Cette décision de la Cour constitutionnelle s’inscrit dans une tradition de défense des droits qu’il faut expliciter : depuis la promulgation de la Constitution de 1991, la Cour a été la garante de nombreux droits, qui n’avaient aucune chance de passer au Congrès. Depuis de longues années, celui-ci est devenu, pour les Colombiens, le symbole de la corruption. Majoritairement de droite, son travail principal consiste à s’enrichir en détournant les lois dans des intérêts strictement privés. Le débat d’idées y est pratiquement inexistant. Tous les partis de droite ont des représentants des églises (hommes et femmes pasteurs évangéliques) : ceux-ci sont recherchés en raison de leur discipline au moment des élections. En raison de ce contexte, entre 2006 et aujourd’hui, aucune initiative pour avancer vers une dépénalisation de l’avortement n’a pu aboutir.

En Colombie, les principaux changements relatifs aux droits LGBT ont été obtenus par la voie de la Cour Constitutionnelle. C’est suite à des décisions des magistrats ou en utilisant les principes généraux contenus dans la Constitution, et après des recours interposés par les citoyens (à nouveau les tutelas), que de nombreux droits ont été obtenus, dont le droit relatif à l’adoption pour les couples de même sexe (2015) et le droit relatif au mariage entre personnes de même sexe (2016).

Jusqu’au 21 février 2022, les discussions relatives à l’avortement étaient surtout confinées à des discussions entre groupes de féministes, ou à des ONG qui ont produit des rapports de qualité sur les inégalités face à l'avortement. La mobilisation collective et les manifestations de rue n’ont pas été déterminantes dans la décision de la Cour, comme cela a pu être le cas en Argentine ces dernières années. Étant donné la tournure extrêmement technique des discussions au sein de la Cour, c’est l’action des juristes eux-mêmes qui a finalement joué un rôle important.

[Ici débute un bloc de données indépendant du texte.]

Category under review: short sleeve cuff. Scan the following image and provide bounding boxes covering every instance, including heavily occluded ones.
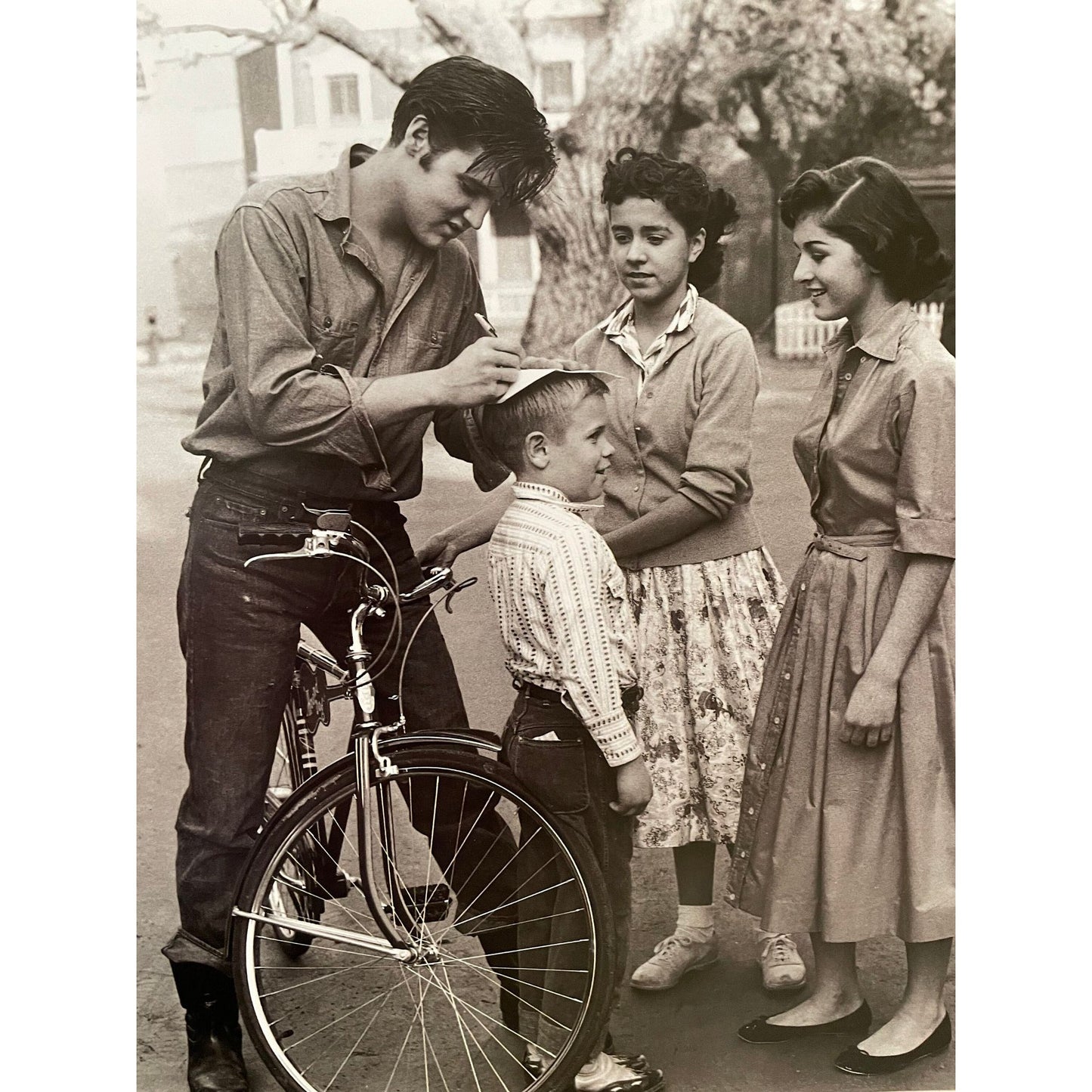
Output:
[678,482,735,520]
[894,518,955,558]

Or nous sommes à un moment clé : les élections nationales auront lieu très prochainement (13 mars : élections au Congrès et primaires pour départager les candidats à la présidentielle ; 29 mai : élection présidentielle) et les candidats ne pourront plus éluder le débat. Car dès le lendemain de la décision de la Cour, de nombreuses voix, dans la droite et l’extrême droite, s’élèvent contre elle, annoncent des demandes de nullité, parlent d’un référendum pour revenir sur la question et sortent l’arsenal médiatique (l’avis des prêtres et des curés est sollicité à tout vent, etc).

De son côté, le candidat qui est en tête dans les enquêtes pour le premier tour des présidentielles, M. Gustavo Petro, devra désormais intégrer cet élément au débat et assumer publiquement sa position. Cet ancien guérilléro et ancien maire de Bogota, à la tête d’une coalition qui regroupe beaucoup de militants de gauche, mais qui compte aussi un candidat évangéliste chrétien, évitait de rentrer dans ce terrain (par exemple, un de ses slogans était « zéro avortement »). Ce ne sera plus possible d’éluder la question, le thème de l’avortement sera au cœur de la campagne politique.

Historiquement, les Colombiens sont influencés par la longue domination des églises (catholique, et de plus en plus, évangéliste). Cependant, d’autres facteurs modifient les mentalités : les mouvements féministes et des revendications LGBT, les mobilisations pour les droits humains, pour la paix, pour l’environnement. Aujourd’hui, et c’est probablement une première sociologique, les opposants à l’avortement ne sont plus majoritaires. Globalement, il y a 40% de personnes ouvertement favorables à l’IVG, et autant d’opposantes farouches, le reste étant indécis. Il en est de même sur d’autres terrains auparavant sensibles : les Colombiens, et surtout les jeunes, se déclarent à 60% indifférents au fait que leur candidat à la présidence soit croyant (ou pas).

Il reste que les opposants à l’avortement disposent de puissants moyens financiers et symboliques, et que la croisade contre la disposition de la Cour constitutionnelle sera féroce. La défense des droits des femmes et de la laïcité de l’État colombien est un des grands enjeux du débat.